State-by-state data reveal that the industry is far from monolithic. The recession hit some markets and regions harder than others, and each was affected by different circumstances.
For example, Nevada saw decreases in gaming (-9.7 percent) and tax revenue (-10.6 percent) due to a reduction in consumer spending on overnight travel as well as belt-tightening among local gamblers.
New Jersey, hit by a decrease in consumer spending, a partial smoking ban and increased regional competition, saw its gaming revenues decline 8.5 percent, while Colorado and Illinois saw the largest percentage drops in gaming revenue (-12.3 percent and -20.9 percent, respectively) in part because of statewide smoking bans that went into effect at the beginning of 2008.
Some markets, however, witnessed increases in gross gaming revenue in 2008. New properties in Pennsylvania, Missouri and Indiana resulted in subsequent boosts to gaming revenues in those states, with Pennsylvania experiencing the largest percentage increase (+48.3 percent).
Gaming Equipment Makers
During 2008, the gaming equipment manufacturing sector of the U.S. gaming industry made significant contributions to the overall economy, proving to be a growth area during these challenging economic times.

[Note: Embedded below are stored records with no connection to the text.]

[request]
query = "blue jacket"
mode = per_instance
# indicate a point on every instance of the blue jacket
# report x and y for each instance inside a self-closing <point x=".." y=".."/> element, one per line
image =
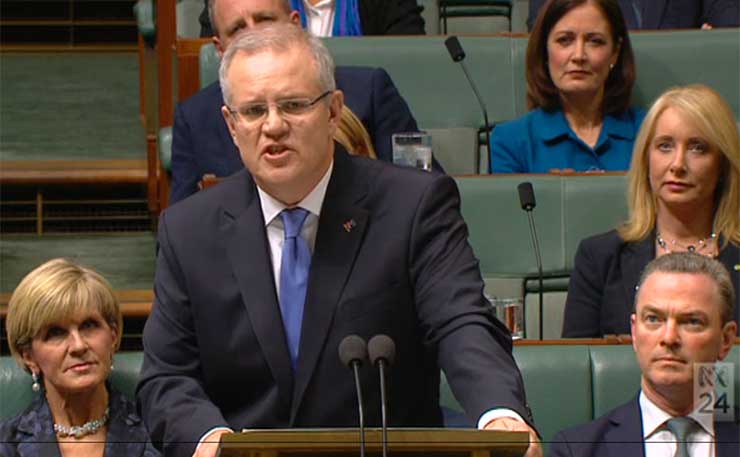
<point x="540" y="141"/>
<point x="31" y="433"/>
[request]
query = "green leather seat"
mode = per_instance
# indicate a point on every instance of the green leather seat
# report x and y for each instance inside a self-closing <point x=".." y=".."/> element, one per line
<point x="15" y="383"/>
<point x="557" y="380"/>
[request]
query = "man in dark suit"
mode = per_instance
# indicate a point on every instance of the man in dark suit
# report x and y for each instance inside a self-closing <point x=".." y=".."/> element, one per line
<point x="377" y="17"/>
<point x="200" y="140"/>
<point x="683" y="317"/>
<point x="260" y="278"/>
<point x="667" y="14"/>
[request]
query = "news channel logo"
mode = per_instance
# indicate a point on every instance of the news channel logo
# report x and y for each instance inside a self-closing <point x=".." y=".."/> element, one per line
<point x="714" y="391"/>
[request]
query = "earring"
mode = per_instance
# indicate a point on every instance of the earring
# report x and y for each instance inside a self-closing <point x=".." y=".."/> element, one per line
<point x="35" y="386"/>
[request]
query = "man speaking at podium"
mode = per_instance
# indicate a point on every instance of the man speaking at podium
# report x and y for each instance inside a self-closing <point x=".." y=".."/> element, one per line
<point x="259" y="278"/>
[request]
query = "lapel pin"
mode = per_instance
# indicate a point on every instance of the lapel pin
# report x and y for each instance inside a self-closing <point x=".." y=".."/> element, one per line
<point x="349" y="225"/>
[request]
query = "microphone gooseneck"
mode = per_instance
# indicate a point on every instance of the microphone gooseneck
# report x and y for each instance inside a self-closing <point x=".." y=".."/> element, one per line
<point x="352" y="352"/>
<point x="528" y="202"/>
<point x="382" y="351"/>
<point x="458" y="55"/>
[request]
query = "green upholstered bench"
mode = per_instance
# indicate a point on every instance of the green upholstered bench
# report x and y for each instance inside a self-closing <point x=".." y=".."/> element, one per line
<point x="442" y="102"/>
<point x="569" y="208"/>
<point x="567" y="385"/>
<point x="15" y="383"/>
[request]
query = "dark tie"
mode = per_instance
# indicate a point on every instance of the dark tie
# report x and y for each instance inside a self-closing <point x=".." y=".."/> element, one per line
<point x="294" y="266"/>
<point x="681" y="427"/>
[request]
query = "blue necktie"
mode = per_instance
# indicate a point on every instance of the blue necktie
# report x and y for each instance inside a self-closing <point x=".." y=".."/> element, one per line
<point x="294" y="266"/>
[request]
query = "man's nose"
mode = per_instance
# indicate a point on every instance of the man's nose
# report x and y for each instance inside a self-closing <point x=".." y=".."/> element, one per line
<point x="274" y="123"/>
<point x="671" y="336"/>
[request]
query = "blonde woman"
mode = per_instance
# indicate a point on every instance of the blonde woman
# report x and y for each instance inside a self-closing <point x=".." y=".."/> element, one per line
<point x="353" y="136"/>
<point x="64" y="325"/>
<point x="684" y="195"/>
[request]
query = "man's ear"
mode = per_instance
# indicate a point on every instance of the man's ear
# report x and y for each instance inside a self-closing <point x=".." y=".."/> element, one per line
<point x="335" y="110"/>
<point x="729" y="330"/>
<point x="219" y="46"/>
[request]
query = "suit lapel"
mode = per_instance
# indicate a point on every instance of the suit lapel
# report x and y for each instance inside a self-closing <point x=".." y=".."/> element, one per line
<point x="634" y="258"/>
<point x="245" y="238"/>
<point x="625" y="435"/>
<point x="728" y="439"/>
<point x="341" y="227"/>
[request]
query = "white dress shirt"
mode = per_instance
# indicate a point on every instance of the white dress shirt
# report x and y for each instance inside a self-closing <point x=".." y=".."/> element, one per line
<point x="660" y="442"/>
<point x="320" y="17"/>
<point x="271" y="209"/>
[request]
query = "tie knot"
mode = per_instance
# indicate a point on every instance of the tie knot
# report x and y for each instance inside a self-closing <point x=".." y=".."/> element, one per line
<point x="681" y="427"/>
<point x="293" y="220"/>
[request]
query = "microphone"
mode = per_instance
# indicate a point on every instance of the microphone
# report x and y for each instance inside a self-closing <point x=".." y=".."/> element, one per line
<point x="382" y="352"/>
<point x="458" y="55"/>
<point x="352" y="352"/>
<point x="526" y="198"/>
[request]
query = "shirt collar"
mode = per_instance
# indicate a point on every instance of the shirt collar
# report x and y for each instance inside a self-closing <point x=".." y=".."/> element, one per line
<point x="553" y="125"/>
<point x="323" y="4"/>
<point x="653" y="418"/>
<point x="271" y="207"/>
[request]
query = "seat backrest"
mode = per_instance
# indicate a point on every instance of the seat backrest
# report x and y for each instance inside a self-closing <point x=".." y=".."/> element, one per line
<point x="670" y="58"/>
<point x="434" y="86"/>
<point x="557" y="381"/>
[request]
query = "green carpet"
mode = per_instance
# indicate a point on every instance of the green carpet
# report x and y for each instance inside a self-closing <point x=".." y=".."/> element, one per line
<point x="127" y="261"/>
<point x="70" y="106"/>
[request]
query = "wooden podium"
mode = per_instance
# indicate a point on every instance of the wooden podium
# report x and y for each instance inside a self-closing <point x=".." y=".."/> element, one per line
<point x="432" y="442"/>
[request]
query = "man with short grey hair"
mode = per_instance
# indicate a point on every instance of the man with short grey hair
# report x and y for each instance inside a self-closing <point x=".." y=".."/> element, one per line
<point x="683" y="318"/>
<point x="201" y="143"/>
<point x="261" y="277"/>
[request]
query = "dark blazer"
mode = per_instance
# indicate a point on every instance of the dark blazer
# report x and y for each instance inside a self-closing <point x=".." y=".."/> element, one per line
<point x="669" y="14"/>
<point x="31" y="433"/>
<point x="201" y="142"/>
<point x="606" y="270"/>
<point x="619" y="433"/>
<point x="377" y="17"/>
<point x="214" y="345"/>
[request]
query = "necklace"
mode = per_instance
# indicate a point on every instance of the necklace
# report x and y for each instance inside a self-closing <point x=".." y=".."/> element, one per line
<point x="88" y="428"/>
<point x="700" y="245"/>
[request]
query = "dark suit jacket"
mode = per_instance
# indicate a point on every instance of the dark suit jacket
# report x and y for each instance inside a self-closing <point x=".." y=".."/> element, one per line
<point x="669" y="14"/>
<point x="201" y="142"/>
<point x="378" y="17"/>
<point x="31" y="433"/>
<point x="214" y="345"/>
<point x="619" y="433"/>
<point x="601" y="292"/>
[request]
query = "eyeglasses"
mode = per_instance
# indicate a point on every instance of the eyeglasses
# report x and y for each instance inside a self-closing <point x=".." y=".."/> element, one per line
<point x="254" y="112"/>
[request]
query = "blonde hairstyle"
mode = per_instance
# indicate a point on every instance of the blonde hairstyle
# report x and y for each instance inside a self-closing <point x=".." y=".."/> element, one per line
<point x="50" y="294"/>
<point x="712" y="117"/>
<point x="353" y="136"/>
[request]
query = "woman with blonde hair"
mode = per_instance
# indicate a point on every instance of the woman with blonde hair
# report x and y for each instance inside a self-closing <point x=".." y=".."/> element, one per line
<point x="63" y="326"/>
<point x="683" y="195"/>
<point x="353" y="136"/>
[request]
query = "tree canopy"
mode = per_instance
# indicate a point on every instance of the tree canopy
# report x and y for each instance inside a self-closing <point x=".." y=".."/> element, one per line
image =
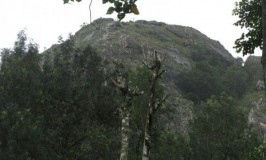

According to research conducted by Applied Analysis for the Association of Gaming Equipment Manufacturers (AGEM), the gaming equipment manufacturing sector produced a record $12.7 billion in economic output, a 6.7 percent increase over 2007 numbers.
Casino Visitation, Poker
According to public opinion research, a quarter of the U.S. adult population visited a casino during 2008, equaling approximately 54.6 million people who visited casinos last year. Casino gambling continued to be the second-most popular form of gambling in the U.S., trailing only the lottery.
Also, the "poker boom" that began in 2003 appears to have peaked. Poker revenues in the two largest casino states declined for the first time since 2002. Additionally, 11 percent of Americans report having played poker in the past year, which is the lowest level of participation since the AGA began tracking this number in 2002.
American Perceptions of
When asked about their personal views of casino gambling, 81 percent of survey respondents say it is acceptable for themselves or others. They equate going to a casino with enjoying other entertainment options, like going to concerts, sporting events or plays, and see that there are myriad benefits that casinos can bring to communities, including job creation, tax contributions, increased tourism and economic development.